PECO Energy of Philadelphia, Pennsylvania, which believes its best opportunity in the deregulating US electricity sector is to become a major supplier of wholesale power, hopes to have a generation portfolio of at least 25 gigawatts by 2003. Initially, PECO Energy will focus on building this portfolio by acquiring nuclear plants across the US. The numbers, which would require PECO to nearly triple its generating capacity, were cited on 9 October by Chief Executive Officer Corbin McNeill in an address to US security analysts. PECO Energy currently owns 9 GW of generation, the major portion of which is nuclear.
Chief Financial Officer Michael Egan explained that PECO will focus on nuclear plants “because that’s where the value is”. A joint venture formed by PECO and British Energy recently agreed to purchase the Three Mile Island 1 nuclear plant from GPU Inc.
The PECO executives envision buying nuclear units across the US and operating them regionally. “We see clear opportunities to create clusters of units in several key areas of the US power market,” Egan said. For example, PECO’s Limerick and Peach Bottom nuclear stations, plus TMI Unit 1 (when the purchase is completed) would operate as a cluster. Other clusters could be in the West, Midwest and South, Egan said.
US fossil generating plants are currently overvalued, Egan said. “Prices are way too high and do not provide for the levels of return that we demand from our investments,” he said. In many of the states which have adopted electric utility restructuring plans, regulators are requiring utilities to divest their fossil generating plants, but to date PECO has not shown strong interest in them.

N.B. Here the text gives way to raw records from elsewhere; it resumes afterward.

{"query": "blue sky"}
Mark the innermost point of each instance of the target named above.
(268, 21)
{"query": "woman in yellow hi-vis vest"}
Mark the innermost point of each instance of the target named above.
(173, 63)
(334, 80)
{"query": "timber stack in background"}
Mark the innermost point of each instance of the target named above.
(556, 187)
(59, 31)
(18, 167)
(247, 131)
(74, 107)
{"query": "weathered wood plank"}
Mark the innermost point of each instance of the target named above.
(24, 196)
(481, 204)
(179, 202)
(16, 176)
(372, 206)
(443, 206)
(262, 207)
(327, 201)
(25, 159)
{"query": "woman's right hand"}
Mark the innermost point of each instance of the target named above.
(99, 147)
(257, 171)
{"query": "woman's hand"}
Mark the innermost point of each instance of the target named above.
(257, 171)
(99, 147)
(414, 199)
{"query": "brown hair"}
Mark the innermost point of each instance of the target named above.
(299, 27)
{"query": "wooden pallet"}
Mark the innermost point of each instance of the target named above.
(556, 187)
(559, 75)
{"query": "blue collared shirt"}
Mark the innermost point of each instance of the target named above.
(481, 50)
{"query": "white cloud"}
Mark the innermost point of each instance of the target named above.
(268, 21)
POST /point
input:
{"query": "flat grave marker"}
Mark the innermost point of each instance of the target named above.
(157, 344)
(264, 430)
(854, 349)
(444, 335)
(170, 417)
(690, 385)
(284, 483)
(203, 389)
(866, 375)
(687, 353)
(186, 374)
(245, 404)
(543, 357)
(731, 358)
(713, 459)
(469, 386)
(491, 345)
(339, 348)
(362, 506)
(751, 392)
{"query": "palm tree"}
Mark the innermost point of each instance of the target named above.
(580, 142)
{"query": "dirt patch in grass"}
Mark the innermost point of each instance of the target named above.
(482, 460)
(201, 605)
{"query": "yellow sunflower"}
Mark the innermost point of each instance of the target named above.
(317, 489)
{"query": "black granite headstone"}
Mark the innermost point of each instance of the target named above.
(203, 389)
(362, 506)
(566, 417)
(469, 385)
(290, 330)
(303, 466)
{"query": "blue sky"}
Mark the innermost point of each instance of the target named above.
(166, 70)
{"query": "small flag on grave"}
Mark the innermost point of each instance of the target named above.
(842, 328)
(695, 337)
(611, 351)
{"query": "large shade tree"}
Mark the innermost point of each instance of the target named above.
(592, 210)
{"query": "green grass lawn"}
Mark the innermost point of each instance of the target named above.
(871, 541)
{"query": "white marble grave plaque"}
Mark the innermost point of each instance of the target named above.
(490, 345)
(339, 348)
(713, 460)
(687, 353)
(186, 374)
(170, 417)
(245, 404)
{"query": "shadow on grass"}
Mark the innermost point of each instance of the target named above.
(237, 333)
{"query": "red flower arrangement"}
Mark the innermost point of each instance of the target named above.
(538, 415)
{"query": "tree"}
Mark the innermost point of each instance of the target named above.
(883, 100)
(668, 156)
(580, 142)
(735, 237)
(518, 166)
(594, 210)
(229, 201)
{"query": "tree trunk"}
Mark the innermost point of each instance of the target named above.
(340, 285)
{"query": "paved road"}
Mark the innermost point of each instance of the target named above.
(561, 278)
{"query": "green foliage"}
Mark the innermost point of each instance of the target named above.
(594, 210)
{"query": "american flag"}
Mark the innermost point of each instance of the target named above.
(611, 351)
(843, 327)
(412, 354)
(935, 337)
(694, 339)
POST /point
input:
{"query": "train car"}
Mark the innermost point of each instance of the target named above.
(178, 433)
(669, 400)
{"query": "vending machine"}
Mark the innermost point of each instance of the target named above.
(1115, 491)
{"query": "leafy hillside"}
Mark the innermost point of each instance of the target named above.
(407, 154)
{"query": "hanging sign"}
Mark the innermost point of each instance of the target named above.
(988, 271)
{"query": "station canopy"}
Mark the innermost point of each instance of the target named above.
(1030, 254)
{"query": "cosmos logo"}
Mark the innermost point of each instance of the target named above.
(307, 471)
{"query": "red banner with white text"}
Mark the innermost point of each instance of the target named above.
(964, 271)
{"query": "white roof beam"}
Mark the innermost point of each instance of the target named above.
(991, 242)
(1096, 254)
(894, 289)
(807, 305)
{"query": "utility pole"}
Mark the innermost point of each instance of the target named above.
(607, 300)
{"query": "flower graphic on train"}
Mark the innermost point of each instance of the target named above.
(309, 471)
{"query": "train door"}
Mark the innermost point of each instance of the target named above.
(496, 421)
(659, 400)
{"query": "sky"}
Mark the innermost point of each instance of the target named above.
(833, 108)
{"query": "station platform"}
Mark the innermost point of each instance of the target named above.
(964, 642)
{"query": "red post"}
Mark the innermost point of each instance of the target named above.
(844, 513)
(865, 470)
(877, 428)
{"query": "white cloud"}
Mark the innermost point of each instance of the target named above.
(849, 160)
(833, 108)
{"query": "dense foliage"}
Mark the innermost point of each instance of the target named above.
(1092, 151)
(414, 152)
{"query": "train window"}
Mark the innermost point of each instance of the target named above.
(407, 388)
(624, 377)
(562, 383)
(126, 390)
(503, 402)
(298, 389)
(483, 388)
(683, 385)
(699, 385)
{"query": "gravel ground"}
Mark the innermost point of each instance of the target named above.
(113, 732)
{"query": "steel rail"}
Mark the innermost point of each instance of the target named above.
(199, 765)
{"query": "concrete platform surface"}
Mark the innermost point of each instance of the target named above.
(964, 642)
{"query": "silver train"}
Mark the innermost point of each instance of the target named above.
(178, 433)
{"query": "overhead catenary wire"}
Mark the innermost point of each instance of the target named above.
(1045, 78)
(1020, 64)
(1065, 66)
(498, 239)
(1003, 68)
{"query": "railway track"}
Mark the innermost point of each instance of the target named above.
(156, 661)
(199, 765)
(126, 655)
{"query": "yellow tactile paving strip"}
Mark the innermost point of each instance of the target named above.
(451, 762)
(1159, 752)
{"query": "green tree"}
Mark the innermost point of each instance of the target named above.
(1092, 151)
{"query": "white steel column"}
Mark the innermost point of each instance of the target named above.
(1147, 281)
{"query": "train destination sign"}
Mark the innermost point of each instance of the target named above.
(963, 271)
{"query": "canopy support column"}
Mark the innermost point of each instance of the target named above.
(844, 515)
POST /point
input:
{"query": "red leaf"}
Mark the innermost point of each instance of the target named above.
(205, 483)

The decision to focus on the wholesale electric market, rather than the retail electric market as many utilities are doing, is not unrelated to the fact that PECO has lost retail customers to competitors in the Philadelphia area it has historically served.
A recent study by Energy Resources International, meanwhile, suggests that nuclear plants would be even more valuable in a deregulated US electric market if the US Environmental Protection Agency allowed their owners to take credit for reducing utility emissions of sulfur dioxide, a precursor to acid rain.
David South, a vice president at ERI, told a news conference in Washington DC, that utilities which operate 261 fossil-fired power plants in the eastern United States were able to “bank” 480 000 tons of SO2 emissions since 1990 because of a 16.4% increase in generation by nuclear plants. If owners of nuclear plants can’t take credit for that under EPA’s cap-and-trade system for utility emissions, their book value (if they were spun off in a deregulated market) would be lower.
The ERI study supported the positions of several US electric utilities trying to persuade the EPA to count all generating facilities in its cap-and-trade program.